El mejor momento para verla
Si hay una hora que define este lugar, es la del atardecer. La orientación y la silueta de la roca hacen que la luz baje de forma muy limpia sobre el horizonte y que el contorno de Sa Foradada gane contraste justo cuando el sol empieza a caer. Es el momento más fotografiado porque también es el más reconocible: el cielo cambia rápido, el mar se oscurece y el relieve se vuelve casi gráfico.
Ahora bien, ese es también el instante con más gente. Si vas buscando calma, te conviene romper la rutina: llegar temprano por la mañana o elegir una fecha fuera de temporada alta. En esas horas la experiencia cambia bastante, porque se oye más el viento que la conversación de otros visitantes y el paisaje se siente menos teatral, más natural. Yo no diría que un momento es “mejor” que otro en términos absolutos; depende de si priorizas la foto, la tranquilidad o el paseo. Lo que sí tengo claro es que ir con prisa suele arruinar la visita, y aquí la luz manda más de lo que parece; por eso el siguiente paso es decidir si quieres solo mirar o también caminar.
La bajada a la base y la ruta corta
Una de las cosas que más sorprenden a quien va por primera vez es que la visita puede ser muy breve o convertirse en una pequeña excursión. Desde Son Marroig parte un camino de tierra que desciende hacia la península, y el trayecto hasta abajo ronda los 40 minutos. No es una ruta técnica, pero tampoco es un paseo urbano: hay piedra suelta, pendientes y zonas donde conviene mirar bien dónde pones el pie.
Yo la describiría como una caminata corta pero exigente en lo básico. No hace falta ser senderista avanzado, aunque sí conviene llevar:
- calzado con buena suela;
- agua, incluso en invierno si el día es largo;
- protección solar, porque el tramo expuesto engaña más de lo que parece;
- algo de margen para la vuelta, que suele cansar más que la bajada.
Qué ver alrededor para completar la salida
Yo siempre pienso Sa Foradada como una parada dentro de una tarde más amplia.
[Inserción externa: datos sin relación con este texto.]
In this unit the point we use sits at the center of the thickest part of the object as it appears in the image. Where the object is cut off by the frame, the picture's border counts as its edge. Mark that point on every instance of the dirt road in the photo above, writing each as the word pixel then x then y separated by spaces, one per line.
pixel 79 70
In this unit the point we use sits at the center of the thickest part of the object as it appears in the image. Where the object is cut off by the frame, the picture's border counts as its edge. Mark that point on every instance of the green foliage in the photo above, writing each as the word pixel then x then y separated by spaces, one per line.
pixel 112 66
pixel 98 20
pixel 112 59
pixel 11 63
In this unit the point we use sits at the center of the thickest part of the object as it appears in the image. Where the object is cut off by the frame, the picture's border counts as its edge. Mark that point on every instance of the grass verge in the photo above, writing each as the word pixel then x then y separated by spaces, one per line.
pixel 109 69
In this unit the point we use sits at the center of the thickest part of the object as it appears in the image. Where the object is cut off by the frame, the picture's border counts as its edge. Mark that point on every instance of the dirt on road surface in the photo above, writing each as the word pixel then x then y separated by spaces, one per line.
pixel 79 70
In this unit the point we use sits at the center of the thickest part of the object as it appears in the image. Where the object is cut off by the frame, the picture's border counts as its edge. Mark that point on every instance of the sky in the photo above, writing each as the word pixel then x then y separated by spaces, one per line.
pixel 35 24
Son Marroig aporta contexto histórico y una vista muy limpia del litoral; Deià añade el paseo por un pueblo con mucha personalidad, buenas terrazas y una atmósfera más tranquila de lo que su fama hace creer; Valldemossa, si te apetece alargar la jornada, completa muy bien la ruta con otro tipo de paisaje y una carga cultural distinta.
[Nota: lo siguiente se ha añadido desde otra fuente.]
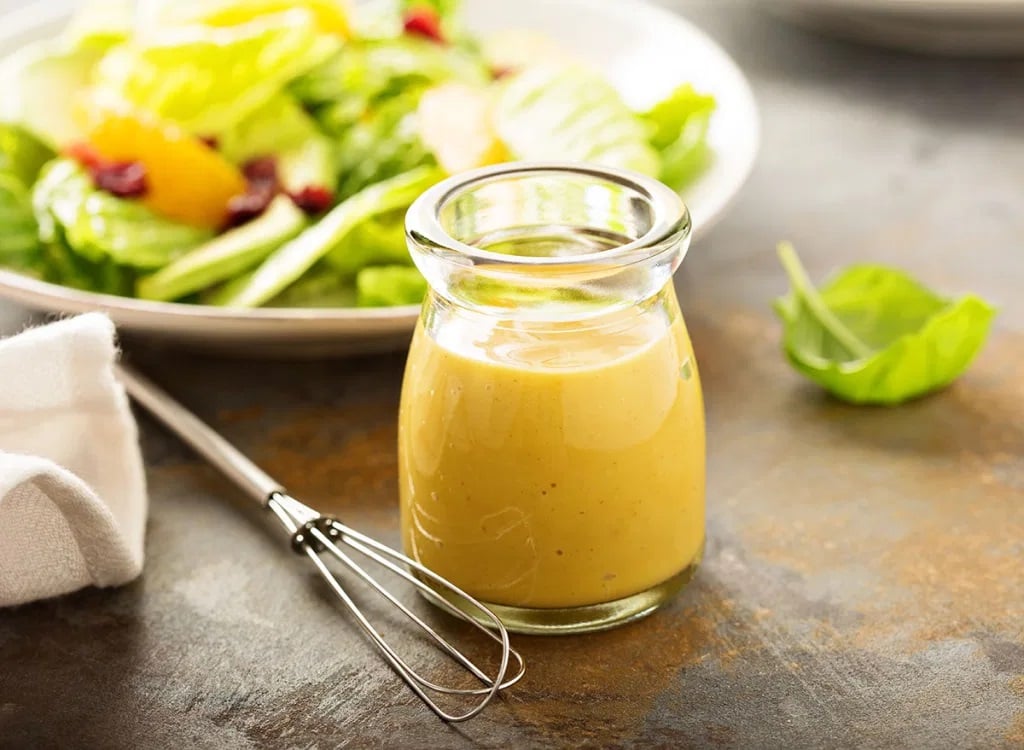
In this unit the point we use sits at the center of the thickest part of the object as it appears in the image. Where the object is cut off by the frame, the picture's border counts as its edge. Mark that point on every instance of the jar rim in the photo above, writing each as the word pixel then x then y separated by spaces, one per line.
pixel 671 215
Si la idea es comer por la zona, el plan funciona mejor cuando reservas o llegas pronto. El entorno tiene restaurantes y terrazas con vistas, pero al caer la tarde la demanda sube y las mesas mejores vuelan. Yo buscaría una combinación sencilla: mirador, paseo corto y cena sin prisas. Así la visita no se queda en una foto aislada, sino en una experiencia coherente con la Tramuntana y con el ritmo del lugar. Y como cierre, conviene quedarse con unas cuantas reglas simples que de verdad cambian la experiencia.
Lo que yo haría para que la visita salga bien
Si fuera a Sa Foradada con poco tiempo, haría tres cosas: llegaría antes de la hora punta, llevaría calzado de verdad y no me obsesionaría con bajar si el objetivo principal es ver el paisaje desde arriba. La mayoría de las decepciones vienen de expectativas mal ajustadas: gente que espera una playa, una ruta fácil o un mirador vacío. Aquí ninguna de esas tres cosas define la experiencia.
La visita funciona mejor cuando aceptas su lógica real: un paisaje muy fotogénico, una carretera con curvas, una finca con acceso delicado y una luz que cambia el lugar por completo en pocos minutos. Si entras en ese ritmo, el resultado compensa. Sa Foradada no exige mucho para impresionar, pero sí un mínimo de planificación para disfrutarla de verdad; con eso claro, es uno de los paisajes costeros más sólidos de Mallorca y una parada que merece sitio en cualquier ruta bien pensada por la isla.